Scrabble does allow plurals and other declined forms. And you really have to allow declined forms in Latin, since Latin doesn’t have any undeclined forms.

How does it render “Bingo”?

According to my wife, this is the bonus you get for clearing the bench. But I don’t see this term in the instructions either in English or Latin. It just describes the situation.

I ran a bit of a playtest, against myself as the second player. It certainly did highlight one particular aspect of how inflections affect the game. I laid down IMITARES, which with triple word score, clearing the bench and turning VIDI into VIDIT, scored a total of 91 points. However, I later modified it to IMITAREST, which really didn’t score enough more points to seem abusable. But you can see a whole progression possible here: imperative singular → infinitive → imperfect subjunctive 2nd person singular → imperfect subjunctive 3rd person singular → imperfect subjunctive 2nd person plural. Not a lot of extra points at each step, but the whole progression involves adding commonly found letters:


You could conceivably nickel-and-dime your way to victory this way, though perhaps an opportunity to reach a triple word score will arise.

And of course, your opponent has the opportunity to make those plays, too. I think in English Scrabble, the general assumption is that if your opponent can add an S to your word, e will, and to therefore make sure that that does not give any big-scoring possibilities (triple-wording the word added to, or building sideways off of it to a big bonus tile, or whatever).

Hi Johnny
I am glad you like the Scrabble game, despite the variation in tile size. It is in the nature of the material that there will be some small differences with wooden tiles, compared to the more conventional plastic alternative, but we like the feel of the natural beech!

Just to reassure you that we did a very thorough analysis of the letter frequency, using a large number of texts and word lists, and this was then tested, revised and retested over many games. Although there are a few more common QU- words in Latin than in English, the overall frequency of the letter is still very low, and does not (in our opinion) justify the inclusion of more than one tile of high value.

You are right that we didn’t translate the term ‘BINGO’ as it is not so commonly used over here … however, if members want to make suggestions, I am happy to consider them for the next edition! (Editor’s decision will be final :))

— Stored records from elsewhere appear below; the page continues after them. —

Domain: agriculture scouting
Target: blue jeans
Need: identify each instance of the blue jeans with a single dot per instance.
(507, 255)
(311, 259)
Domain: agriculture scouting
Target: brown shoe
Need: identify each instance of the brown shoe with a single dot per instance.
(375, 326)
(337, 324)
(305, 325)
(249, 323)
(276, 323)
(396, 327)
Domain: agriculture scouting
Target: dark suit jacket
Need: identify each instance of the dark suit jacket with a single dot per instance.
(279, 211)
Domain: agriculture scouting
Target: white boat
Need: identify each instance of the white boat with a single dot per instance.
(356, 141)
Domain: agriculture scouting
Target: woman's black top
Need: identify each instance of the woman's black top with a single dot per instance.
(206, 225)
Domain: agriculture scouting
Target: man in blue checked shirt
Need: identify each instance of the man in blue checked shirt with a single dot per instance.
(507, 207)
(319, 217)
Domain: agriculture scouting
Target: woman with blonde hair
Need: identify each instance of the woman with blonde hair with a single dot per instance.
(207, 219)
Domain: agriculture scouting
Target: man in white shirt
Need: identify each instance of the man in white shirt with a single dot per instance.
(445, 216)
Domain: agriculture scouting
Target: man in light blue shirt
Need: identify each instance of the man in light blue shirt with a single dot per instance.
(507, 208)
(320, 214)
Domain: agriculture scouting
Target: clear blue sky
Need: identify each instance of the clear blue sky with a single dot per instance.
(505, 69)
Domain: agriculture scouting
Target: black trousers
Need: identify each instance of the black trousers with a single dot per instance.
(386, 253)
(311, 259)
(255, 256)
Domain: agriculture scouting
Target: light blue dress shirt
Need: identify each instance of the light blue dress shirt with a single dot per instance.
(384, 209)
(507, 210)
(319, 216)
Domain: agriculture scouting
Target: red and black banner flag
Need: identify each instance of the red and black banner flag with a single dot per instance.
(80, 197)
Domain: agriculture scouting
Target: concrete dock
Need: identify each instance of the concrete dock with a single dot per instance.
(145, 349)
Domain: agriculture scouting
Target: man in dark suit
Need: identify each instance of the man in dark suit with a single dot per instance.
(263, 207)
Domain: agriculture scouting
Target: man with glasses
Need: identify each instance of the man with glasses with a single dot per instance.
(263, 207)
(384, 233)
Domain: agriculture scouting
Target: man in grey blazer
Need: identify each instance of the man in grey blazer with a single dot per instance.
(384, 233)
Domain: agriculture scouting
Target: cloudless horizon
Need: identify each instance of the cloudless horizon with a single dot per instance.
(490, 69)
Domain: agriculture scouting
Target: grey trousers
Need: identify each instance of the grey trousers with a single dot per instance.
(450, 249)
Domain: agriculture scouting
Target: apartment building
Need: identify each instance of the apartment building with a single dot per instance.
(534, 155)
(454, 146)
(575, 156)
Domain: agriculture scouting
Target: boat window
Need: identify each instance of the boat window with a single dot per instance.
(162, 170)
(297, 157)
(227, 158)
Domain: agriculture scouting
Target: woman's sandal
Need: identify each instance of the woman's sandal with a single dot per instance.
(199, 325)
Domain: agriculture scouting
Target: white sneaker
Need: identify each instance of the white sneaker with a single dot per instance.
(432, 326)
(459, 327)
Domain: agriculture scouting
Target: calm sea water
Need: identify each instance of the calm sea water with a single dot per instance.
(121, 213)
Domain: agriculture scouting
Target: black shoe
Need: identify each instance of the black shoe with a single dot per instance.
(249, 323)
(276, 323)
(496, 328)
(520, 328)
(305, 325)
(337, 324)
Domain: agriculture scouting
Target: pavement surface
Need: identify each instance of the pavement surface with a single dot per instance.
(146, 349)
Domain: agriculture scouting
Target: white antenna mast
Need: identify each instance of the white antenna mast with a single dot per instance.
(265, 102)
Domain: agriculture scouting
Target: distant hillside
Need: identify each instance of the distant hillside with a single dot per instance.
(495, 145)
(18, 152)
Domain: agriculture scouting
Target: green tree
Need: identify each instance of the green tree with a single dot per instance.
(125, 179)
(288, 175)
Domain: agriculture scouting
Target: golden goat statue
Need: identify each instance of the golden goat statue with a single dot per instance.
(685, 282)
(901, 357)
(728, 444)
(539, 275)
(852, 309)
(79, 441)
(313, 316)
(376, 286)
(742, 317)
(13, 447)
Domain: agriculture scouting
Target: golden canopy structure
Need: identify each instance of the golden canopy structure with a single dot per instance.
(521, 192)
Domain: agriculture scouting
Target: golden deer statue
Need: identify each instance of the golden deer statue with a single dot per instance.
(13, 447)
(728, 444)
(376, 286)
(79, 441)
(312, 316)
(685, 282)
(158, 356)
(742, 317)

Jim Harrison - Tinderbox Games

Well, it wasn’t just a matter of size. There was also some slight variation in rectangularity, and some chipping along wood-grain lines. Again, not a big deal in play, but it limits the salvagability of the game if I lose pieces. I want to play the game, but I fret about losing pieces. I suspect for your company it’s just not going to be cost-effective to make replacement tile sets available for a niche edition of the game.

On the issues of price and availability I presume your hands are tied. It’s expensive because the market for it is limited, and it’s a pain to get a hold of in the U.S. because you’re licensed for the European market. But what’s a gamer to do? If you don’t support companies that produce things like Latin Scrabble, then how can you ever expect to see Latin Settlers of Catan?

I hadn’t heard it before. Is it in the official rules?

The Romans would refer to the most fortunate throw of the dice as Venus, but I don’t imagine that’s as much fun to say as Bingo. Bombax – an exclamation of surprise and wonder, might serve, but I’m not sure it needs to be in the instructions themselves.